MINNEAPOLIS - Keeping a cap on youth violence in Minneapolis during the summer months is a challenge that requires solid resolve, resources and creative thinking,
A new program to be announced Monday has all of them. The citywide partnership with the Minneapolis Park and Recreation Board aims to reduce and prevent youth violence by providing teens with pro-social activities through a series of "pop-up parks." Beginning June 16 these temporary parks will appear from 4-9 pm, six days a week – Monday thru Saturday – for a stretch of eight weeks. Pop-up parks will appear in a variety of locations, including existing parks, business parking lots and will also be a creative way to use vacant lots. They will include tents, food, games, and music, with some of the parks featuring art or other interactive activities.

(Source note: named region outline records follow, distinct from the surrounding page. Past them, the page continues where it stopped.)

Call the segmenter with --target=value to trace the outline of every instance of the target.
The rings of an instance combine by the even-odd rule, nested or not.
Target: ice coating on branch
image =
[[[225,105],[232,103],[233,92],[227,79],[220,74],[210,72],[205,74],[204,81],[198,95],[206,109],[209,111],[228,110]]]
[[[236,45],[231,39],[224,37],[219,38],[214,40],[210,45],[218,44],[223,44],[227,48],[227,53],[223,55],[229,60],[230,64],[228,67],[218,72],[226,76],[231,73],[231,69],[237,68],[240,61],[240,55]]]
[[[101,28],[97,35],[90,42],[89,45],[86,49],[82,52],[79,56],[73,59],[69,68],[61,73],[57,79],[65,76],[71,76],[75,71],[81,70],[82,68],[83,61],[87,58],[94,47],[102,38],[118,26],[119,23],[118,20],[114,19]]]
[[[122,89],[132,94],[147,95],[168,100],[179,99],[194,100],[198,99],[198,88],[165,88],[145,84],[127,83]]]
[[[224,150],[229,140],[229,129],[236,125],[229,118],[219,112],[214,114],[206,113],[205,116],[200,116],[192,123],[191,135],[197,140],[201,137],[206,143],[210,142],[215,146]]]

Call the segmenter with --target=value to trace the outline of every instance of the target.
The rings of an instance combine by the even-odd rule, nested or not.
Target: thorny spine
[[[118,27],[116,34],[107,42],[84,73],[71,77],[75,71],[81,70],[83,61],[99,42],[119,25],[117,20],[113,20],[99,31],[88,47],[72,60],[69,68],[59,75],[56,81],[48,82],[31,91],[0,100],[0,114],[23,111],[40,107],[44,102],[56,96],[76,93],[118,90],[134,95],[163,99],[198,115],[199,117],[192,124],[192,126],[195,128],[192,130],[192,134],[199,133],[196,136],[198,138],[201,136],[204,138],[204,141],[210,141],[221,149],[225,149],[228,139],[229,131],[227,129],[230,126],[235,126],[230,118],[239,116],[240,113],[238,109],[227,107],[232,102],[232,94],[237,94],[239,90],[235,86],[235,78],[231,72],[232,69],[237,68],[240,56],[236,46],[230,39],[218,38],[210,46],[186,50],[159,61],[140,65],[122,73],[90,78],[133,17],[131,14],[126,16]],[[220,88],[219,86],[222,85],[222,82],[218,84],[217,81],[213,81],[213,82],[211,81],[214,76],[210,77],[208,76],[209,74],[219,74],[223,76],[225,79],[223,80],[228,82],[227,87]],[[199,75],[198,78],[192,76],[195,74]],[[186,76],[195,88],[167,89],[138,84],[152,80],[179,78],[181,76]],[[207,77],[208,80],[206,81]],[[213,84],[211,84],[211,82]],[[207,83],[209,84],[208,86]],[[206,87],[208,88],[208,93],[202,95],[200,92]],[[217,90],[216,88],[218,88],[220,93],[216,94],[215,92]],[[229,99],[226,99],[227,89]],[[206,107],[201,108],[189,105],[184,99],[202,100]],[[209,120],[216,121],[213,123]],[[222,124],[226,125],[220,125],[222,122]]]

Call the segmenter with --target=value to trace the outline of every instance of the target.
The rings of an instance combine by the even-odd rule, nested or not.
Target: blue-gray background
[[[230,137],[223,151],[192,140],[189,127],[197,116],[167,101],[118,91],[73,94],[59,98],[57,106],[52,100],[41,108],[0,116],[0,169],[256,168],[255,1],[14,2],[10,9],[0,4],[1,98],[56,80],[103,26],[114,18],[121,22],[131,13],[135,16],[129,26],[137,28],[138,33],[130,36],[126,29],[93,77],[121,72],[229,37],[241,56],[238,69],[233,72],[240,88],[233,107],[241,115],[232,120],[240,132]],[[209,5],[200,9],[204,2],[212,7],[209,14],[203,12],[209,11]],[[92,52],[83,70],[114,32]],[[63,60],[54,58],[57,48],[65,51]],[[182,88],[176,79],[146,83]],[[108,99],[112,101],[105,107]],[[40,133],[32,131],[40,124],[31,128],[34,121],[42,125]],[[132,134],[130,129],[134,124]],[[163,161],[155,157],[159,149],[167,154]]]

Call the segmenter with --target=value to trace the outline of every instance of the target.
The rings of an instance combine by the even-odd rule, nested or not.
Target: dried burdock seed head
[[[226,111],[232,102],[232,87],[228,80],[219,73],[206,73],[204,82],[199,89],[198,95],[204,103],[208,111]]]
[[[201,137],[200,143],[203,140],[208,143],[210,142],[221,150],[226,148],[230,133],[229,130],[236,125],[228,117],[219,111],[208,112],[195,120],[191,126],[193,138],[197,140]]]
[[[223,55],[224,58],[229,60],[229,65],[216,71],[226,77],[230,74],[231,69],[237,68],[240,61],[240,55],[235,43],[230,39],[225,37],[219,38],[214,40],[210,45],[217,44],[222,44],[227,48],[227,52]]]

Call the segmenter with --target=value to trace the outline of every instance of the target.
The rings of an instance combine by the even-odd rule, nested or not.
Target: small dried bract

This new partnership is intended to mobilize the city around public safety and to encourage young people to enjoy safe, pro-social activities. Pop-up parks have a number of goals:
1) Interrupt and prevent crime
2) Engage youth ages 12-17 with opportunities for pro-social engagement
3) Encourage community members to come out of their homes, meet their neighbors and get to know another
"I am so happy to have this partnership with the City and the Minneapolis Park and Recreation Board," said Mayor Betsy Hodges, who will officially take the wraps off the new program Monday night. "This is the type of collaboration we need to stop crime before it even begins. Pop-up parks will connect kids across the City to caring adults and provide safe social environments to teens that want pro-social activities but otherwise don't have access to them."
Of the 48 pop-up parks, a majority will be set up in North Minneapolis. This commitment is part of the Northside Safety Summit, in an effort to work in partnership with the Minneapolis Police Department and Park Police Department to combat crime in the areas that need special attention.
The first pop-up park will happen at Penn and Golden Valley Road, which MPD has identified as a top crime hotspot.